The company agrees to pay the students $8 per hour as 10th graders, $10 per hour as 11th graders, and $12 per hour as 12th graders. They get paid to work on Christiani projects. Now as they go through the program, I believe there is time built in for them to not only work on their Christiani projects, but also to work on some regular job projects.

But remember this first group is only 15 years old. Per U.S. Department of Labor rules, they cannot even go to the companies right now. So we are working with the companies to have the workbenches, tools, and Christiani projects housed at the NCCA until they get old enough—16 years old—to go to the companies.

The News: What credentials will the German apprentices earn?

Schmitt: A typical high school student has to have 23 credits to graduate, but under Senate Bill 2 a student can earn a high school diploma in an alternate way in certain high need industry areas. Industrial maintenance is one of those areas. Under this alternative path students take just eight high school courses, those associated with end-of-course high school tests, and the remainder of their program is provided by GPTC and their apprenticeship company.

At the end of the program students will have earned a high school diploma as well as two technical certificates of credit—one in manufacturing production assistant and one in manufacturing maintenance technician—and a technical college diploma in precision manufacturing and maintenance from GPTC. Their college work will be paid by the State through the Move On When Ready program. They will be just a few credits shy of an associate’s degree.
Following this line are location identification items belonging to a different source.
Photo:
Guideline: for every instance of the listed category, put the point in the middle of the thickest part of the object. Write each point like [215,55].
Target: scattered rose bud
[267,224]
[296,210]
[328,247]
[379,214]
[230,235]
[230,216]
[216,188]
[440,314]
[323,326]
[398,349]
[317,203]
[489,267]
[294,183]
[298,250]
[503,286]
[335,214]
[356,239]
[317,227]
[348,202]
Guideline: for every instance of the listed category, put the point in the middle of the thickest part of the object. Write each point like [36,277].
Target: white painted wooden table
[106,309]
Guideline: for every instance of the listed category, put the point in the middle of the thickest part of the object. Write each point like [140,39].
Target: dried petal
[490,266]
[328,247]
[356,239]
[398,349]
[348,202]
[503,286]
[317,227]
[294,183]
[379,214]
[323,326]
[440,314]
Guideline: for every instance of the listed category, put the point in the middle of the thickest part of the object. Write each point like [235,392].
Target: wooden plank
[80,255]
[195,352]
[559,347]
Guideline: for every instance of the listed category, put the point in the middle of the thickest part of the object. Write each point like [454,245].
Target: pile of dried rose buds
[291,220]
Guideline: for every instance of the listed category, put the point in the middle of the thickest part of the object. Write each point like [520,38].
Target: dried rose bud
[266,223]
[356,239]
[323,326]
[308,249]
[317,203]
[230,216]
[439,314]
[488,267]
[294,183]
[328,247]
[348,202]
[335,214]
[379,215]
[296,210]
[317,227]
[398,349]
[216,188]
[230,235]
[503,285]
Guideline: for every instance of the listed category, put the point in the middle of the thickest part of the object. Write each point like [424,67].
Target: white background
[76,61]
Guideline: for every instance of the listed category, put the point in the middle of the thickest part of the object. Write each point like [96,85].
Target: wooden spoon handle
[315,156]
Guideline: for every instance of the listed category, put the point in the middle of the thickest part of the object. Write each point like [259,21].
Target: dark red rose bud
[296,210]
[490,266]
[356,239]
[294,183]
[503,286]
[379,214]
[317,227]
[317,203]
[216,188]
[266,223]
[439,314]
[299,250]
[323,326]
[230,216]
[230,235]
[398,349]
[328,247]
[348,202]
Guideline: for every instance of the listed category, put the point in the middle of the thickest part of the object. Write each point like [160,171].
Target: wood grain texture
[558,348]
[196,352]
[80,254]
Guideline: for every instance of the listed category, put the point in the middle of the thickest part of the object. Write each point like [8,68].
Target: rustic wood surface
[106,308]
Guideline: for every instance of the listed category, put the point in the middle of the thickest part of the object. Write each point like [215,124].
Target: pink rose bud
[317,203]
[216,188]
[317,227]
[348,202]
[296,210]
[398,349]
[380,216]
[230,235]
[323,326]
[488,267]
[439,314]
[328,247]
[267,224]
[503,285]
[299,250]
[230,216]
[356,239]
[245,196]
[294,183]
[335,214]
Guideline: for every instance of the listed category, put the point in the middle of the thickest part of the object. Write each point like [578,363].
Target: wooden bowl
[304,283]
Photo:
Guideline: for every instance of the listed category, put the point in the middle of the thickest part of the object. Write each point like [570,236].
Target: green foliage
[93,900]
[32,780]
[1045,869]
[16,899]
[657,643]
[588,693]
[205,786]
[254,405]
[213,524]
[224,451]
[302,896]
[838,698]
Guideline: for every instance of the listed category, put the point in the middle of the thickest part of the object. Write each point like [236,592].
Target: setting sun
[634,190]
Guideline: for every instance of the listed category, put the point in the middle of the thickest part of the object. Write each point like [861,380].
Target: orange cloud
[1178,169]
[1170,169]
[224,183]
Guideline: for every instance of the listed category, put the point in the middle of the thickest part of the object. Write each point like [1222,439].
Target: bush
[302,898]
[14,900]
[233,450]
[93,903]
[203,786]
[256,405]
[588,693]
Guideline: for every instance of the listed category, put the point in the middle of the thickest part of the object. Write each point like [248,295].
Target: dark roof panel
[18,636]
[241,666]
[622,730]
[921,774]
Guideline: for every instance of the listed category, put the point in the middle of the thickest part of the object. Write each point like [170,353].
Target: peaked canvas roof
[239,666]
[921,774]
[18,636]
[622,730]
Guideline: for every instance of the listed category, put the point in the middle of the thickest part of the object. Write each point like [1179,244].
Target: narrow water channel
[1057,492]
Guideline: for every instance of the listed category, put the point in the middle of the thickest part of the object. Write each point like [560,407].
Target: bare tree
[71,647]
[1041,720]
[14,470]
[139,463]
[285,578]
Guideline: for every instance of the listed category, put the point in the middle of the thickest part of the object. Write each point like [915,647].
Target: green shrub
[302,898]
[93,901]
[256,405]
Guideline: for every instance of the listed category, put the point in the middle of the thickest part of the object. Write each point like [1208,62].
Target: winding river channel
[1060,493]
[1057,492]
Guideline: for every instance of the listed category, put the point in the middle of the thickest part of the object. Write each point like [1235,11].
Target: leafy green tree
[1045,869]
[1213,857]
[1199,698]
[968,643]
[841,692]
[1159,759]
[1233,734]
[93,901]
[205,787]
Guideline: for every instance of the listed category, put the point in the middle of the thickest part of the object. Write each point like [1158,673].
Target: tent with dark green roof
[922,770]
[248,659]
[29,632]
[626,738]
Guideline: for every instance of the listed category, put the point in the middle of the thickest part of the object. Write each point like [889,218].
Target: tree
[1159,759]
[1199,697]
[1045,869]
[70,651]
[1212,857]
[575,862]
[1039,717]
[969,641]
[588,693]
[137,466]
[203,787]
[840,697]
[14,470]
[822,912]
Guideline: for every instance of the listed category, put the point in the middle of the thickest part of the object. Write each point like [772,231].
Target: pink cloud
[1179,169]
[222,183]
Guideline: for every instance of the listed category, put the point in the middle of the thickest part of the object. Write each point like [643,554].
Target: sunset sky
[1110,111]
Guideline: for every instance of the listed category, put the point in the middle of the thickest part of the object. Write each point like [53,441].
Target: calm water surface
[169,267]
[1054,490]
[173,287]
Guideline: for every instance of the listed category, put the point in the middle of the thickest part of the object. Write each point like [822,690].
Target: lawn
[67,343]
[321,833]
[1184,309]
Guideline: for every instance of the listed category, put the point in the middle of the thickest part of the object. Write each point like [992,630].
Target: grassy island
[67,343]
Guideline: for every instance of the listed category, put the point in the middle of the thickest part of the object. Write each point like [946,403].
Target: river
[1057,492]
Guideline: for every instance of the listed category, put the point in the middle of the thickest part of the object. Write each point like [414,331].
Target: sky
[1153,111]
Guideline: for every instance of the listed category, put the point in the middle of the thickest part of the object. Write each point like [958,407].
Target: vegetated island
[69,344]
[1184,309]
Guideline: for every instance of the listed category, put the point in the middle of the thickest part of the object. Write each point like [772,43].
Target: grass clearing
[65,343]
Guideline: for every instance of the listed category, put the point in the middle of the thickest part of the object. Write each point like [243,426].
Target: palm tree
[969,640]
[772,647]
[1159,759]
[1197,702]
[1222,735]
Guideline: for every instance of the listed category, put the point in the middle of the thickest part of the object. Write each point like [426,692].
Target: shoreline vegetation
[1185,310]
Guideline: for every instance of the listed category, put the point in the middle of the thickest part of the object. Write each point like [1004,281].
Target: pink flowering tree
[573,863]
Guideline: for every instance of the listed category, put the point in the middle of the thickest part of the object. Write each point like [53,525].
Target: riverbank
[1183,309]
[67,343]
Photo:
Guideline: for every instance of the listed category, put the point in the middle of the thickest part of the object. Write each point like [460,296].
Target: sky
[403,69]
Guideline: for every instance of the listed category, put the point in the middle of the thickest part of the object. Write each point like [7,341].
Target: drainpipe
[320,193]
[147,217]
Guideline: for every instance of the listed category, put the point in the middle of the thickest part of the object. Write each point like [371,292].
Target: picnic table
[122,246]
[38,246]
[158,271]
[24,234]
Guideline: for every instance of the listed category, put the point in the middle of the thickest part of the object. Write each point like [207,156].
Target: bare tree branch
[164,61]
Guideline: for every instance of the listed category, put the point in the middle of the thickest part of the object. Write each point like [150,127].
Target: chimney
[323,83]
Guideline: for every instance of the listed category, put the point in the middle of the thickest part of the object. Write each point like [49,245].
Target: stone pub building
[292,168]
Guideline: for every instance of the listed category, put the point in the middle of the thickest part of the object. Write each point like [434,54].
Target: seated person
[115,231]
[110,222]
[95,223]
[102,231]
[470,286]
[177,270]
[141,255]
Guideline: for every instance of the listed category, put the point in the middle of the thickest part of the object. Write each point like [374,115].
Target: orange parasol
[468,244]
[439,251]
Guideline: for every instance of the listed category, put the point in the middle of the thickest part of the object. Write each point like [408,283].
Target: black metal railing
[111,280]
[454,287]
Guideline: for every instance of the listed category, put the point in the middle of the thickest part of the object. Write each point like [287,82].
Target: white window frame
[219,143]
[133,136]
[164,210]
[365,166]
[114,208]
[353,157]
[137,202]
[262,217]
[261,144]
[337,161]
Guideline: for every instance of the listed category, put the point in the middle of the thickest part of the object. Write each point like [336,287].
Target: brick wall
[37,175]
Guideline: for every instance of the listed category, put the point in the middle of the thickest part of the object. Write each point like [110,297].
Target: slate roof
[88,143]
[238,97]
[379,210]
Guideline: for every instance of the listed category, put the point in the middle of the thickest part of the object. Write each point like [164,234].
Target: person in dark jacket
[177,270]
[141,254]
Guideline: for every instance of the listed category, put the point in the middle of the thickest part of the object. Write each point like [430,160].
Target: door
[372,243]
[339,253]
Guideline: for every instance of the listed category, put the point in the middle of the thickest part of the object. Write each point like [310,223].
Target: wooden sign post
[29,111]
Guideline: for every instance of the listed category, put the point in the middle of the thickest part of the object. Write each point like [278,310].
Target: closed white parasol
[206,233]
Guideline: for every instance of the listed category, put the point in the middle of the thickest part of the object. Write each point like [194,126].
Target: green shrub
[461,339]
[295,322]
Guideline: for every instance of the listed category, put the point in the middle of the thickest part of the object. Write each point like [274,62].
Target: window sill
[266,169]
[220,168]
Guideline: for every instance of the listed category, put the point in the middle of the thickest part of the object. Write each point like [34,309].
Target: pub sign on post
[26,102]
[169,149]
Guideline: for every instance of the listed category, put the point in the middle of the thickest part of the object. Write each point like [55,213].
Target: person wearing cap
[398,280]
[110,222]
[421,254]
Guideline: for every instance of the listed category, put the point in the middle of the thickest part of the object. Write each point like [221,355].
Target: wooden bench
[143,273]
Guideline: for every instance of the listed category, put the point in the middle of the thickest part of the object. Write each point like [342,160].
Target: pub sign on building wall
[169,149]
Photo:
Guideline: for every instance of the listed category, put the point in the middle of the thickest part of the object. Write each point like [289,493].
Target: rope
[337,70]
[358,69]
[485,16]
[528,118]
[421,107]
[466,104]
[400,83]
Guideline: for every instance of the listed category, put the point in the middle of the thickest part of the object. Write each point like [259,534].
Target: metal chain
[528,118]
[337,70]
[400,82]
They also will have a U.S. Department of Labor apprenticeship certificate. In addition, the German apprenticeship program has a midterm exam at 18 months and a final exam at the end of the three years. If they are successful on those exams they will be a registered, licensed German apprentice.

In our estimation they will be among the most sought after industrial maintenance technicians around and will be poised to advance at a faster rate than an entry level employee might.

The News: How can other students get involved?

Schmitt: In December and January, NCSS will start putting out information and recruiting for next year’s German apprentices. Recruitment will include informal presentations to 9th graders, particularly those interested in engineering and manufacturing; advertisements; teacher recommendations; and sending information directly to students, parents, and others. The goal is to have students identified for interviews with the companies by the end of the school year.

The two NCSS contacts for those interested in the German apprenticeship program are myself (Schmitt) and Carol Burke, NCCA assistant principal for business engagement.

The News: Why is the school system involved?

Schmitt: It’s certainly a lot of work for six kids, right? But, finding paths for success for every kid is what we want to do as a school system. We know that seven classes a day for 12 years isn’t always what the path looks like for every kid. This is just one more option for students to chose. That’s what’s in it for us and we are happy to do it. I’m excited and happy to be part it.